Im Prozess um den Überfall auf Connewitz durch über 200 Rechtsradikale im Januar 2016 haben zwei Beteiligte ausgesagt: Andreas C. und David D. sprachen über unbekannte Handynummern, Treffpunkte und ihre angebliche Angst vor Übergriffen durch Linksradikale. Richter Marcus Pirk setzte die Freiheitsstrafen von einem Jahr und vier Monaten zur Bewährung aus. Richter, Staatsanwaltschaft und Verteidigung hatten sich wegen der Aussagen darauf verständigt. Zeugen aus dem ersten Verfahren wurden wieder ausgeladen.
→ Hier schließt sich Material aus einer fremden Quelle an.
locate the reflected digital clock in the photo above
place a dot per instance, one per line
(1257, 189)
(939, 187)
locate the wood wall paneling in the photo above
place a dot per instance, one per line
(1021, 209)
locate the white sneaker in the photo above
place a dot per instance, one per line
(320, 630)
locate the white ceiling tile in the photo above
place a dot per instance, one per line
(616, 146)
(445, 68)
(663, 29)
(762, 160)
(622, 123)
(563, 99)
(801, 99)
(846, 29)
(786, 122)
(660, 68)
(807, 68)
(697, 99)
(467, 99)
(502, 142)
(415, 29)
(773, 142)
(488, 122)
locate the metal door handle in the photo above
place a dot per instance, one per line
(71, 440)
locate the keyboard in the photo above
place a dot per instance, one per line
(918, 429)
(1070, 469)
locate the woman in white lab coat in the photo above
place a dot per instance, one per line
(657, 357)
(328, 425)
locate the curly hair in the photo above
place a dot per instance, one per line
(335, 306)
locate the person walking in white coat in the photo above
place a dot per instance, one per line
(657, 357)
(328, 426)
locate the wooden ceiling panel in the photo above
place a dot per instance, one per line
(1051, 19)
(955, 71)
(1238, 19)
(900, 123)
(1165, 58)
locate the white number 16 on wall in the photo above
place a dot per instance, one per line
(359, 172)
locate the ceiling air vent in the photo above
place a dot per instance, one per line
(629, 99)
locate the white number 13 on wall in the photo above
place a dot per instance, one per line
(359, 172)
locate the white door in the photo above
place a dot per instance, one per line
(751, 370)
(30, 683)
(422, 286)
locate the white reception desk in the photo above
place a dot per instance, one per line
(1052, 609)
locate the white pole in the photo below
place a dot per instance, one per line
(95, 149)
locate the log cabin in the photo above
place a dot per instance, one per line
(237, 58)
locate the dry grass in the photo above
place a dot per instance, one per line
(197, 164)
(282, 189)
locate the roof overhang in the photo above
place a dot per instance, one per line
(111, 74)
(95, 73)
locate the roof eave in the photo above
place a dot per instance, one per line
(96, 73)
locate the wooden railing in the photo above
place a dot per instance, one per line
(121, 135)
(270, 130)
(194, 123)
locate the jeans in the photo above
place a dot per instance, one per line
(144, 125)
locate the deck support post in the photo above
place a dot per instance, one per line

Andreas C. und David D. brechen das Schweigen der Angeklagten im Prozess um den Überfall auf Connewitz: Sie sehen sich als unbeteiligte Mitläufer eines Aufmarsches, den sie als Demonstration verstanden hätten. Laut einer Erklärung, die der Verteidiger von David D., Olaf Klemke verlaß, begann der Abend des 11. Januar 2016 mit einer SMS, die er von einem Unbekannten erhielt: »Leipzig macht sich gerade«, las er da und einen Verweis auf das linksalternative Connewitz. Und so fuhr er zu einem Sammelpunkt nahe Naunhof. Dort traf er auf eine Gruppe schwarz gekleideter Männer, die er nicht gekannt habe. Dass diese mit Holzlatten, Schlagringen und Quarzsandhandschuhen bewaffnet waren, sei für ihn verständlich gewesen. Er habe seine Schlaghandschuhe schließlich auch dabei gehabt – aus Angst vor Übergriffen »durch Linke«.
Aus Angst dabei geblieben
Sie hätten erwartet, dass es nach dem Aufmarsch in Connewitz weiter zur Legida-Demonstration in die Innenstadt ginge, sagten David D. und Andreas C. An den Verwüstungen hätten sie sich selbst nicht beteiligt, im Gegenteil. Sie hätten sich entfernen wollen, als die ersten Schaufenster eingeschlagen wurden. Das sei jedoch nicht möglich gewesen: David D. habe sich nicht alleine durch Connewitz getraut, aus Angst vor Übergriffen, sagte sein Anwalt Olaf Klemke, der auch den NSU-Unterstützer Ralf Wohlleben im Münchner Prozess verteidigt hatte. Andreas C. sei mit eingekesselt worden, ehe er die Gruppe verlassen konnte.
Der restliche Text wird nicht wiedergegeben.